Scientific dialogue in the comparative sphere is central to the development of the science of law. It makes it possible to compare the normative solutions of the different systems, the doctrinal and jurisprudential developments, leading both to re-weighing similar problems, as to interpenetrations and reciprocal influences in the making of new laws.
Bankruptcy - which in the current Portuguese system corresponds to insolvency-liquidation - and company recovery constitute a field in which this dialogue is particularly justified, given its umbilical connection to economic life and its constant changes.
The interests that intersect here, which are the satisfaction of creditors and their hierarchy, the granting of a second opportunity to the debtor, the search for mechanisms that allow the maintenance of companies that, despite being insolvent or only in a difficult economic situation, are economically viable and financially recoverable, are articulated and valued differently. Sometimes, suddenly changing the law, often without underlying doctrinal work.

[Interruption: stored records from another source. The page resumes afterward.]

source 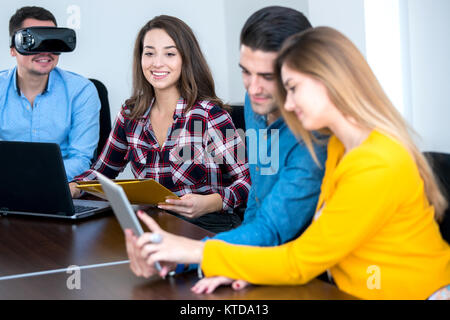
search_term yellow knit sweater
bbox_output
[202,130,450,299]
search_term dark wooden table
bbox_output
[0,208,356,300]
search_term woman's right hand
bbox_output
[136,211,205,266]
[69,182,82,198]
[125,229,177,278]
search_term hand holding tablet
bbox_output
[95,171,162,272]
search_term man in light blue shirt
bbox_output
[0,6,100,181]
[125,6,328,279]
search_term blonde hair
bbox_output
[275,26,447,221]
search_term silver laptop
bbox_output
[0,141,110,219]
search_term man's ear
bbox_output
[10,47,17,58]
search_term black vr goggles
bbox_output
[10,27,76,55]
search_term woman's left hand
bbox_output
[191,276,251,294]
[158,193,223,219]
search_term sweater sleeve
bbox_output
[201,152,402,285]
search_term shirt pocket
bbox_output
[125,146,149,176]
[169,142,209,187]
[169,161,208,187]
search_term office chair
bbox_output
[89,79,112,161]
[424,152,450,243]
[229,105,246,132]
[228,105,247,221]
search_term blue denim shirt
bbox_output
[0,67,100,181]
[180,94,327,274]
[211,94,327,245]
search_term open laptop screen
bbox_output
[0,141,75,216]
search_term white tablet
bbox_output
[96,171,144,236]
[96,171,162,272]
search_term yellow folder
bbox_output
[76,179,179,205]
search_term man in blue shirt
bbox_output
[0,6,100,181]
[125,6,327,278]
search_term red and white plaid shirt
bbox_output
[74,98,251,211]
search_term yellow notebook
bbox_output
[76,179,179,205]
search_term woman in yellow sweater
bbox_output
[131,27,450,300]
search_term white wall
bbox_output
[407,0,450,153]
[308,0,450,153]
[223,0,309,104]
[307,0,366,55]
[365,0,408,119]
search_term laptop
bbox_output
[0,141,110,219]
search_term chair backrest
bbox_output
[228,105,247,220]
[229,104,247,155]
[424,152,450,243]
[89,79,112,161]
[229,105,246,132]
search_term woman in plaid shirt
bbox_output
[70,16,251,233]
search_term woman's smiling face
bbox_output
[141,28,182,93]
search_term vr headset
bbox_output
[10,27,76,55]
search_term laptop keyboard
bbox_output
[74,205,96,214]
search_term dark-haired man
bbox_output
[235,5,326,242]
[0,6,100,181]
[207,6,327,246]
[125,6,327,280]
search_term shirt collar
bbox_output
[174,98,187,119]
[245,92,283,129]
[252,111,284,130]
[141,96,187,120]
[13,66,53,96]
[252,112,267,126]
[267,116,284,130]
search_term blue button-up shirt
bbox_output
[211,94,327,245]
[0,67,100,181]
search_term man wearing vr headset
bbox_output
[0,6,100,181]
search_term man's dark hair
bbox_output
[240,6,312,52]
[9,6,57,37]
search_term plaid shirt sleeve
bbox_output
[205,105,251,211]
[73,109,129,181]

The balance is particularly delicate, it requires public policy guidelines, and, not less important, an accurate knowledge of the current economic and business reality.
And it touches the investment, both national and international, that all States intend to attract and develop. The absence of efficient protection for creditors, especially regarding their guarantees, reduces investment and the granting of credit itself, without which there is no economic life. But, on the other hand, the existence of guarantees, in particular if they are allowed to be executed outside the process, reaches the position of common creditors, usually weak creditors.
Many of these problems were discussed in the congress; others will deserve a future development in an upcoming event.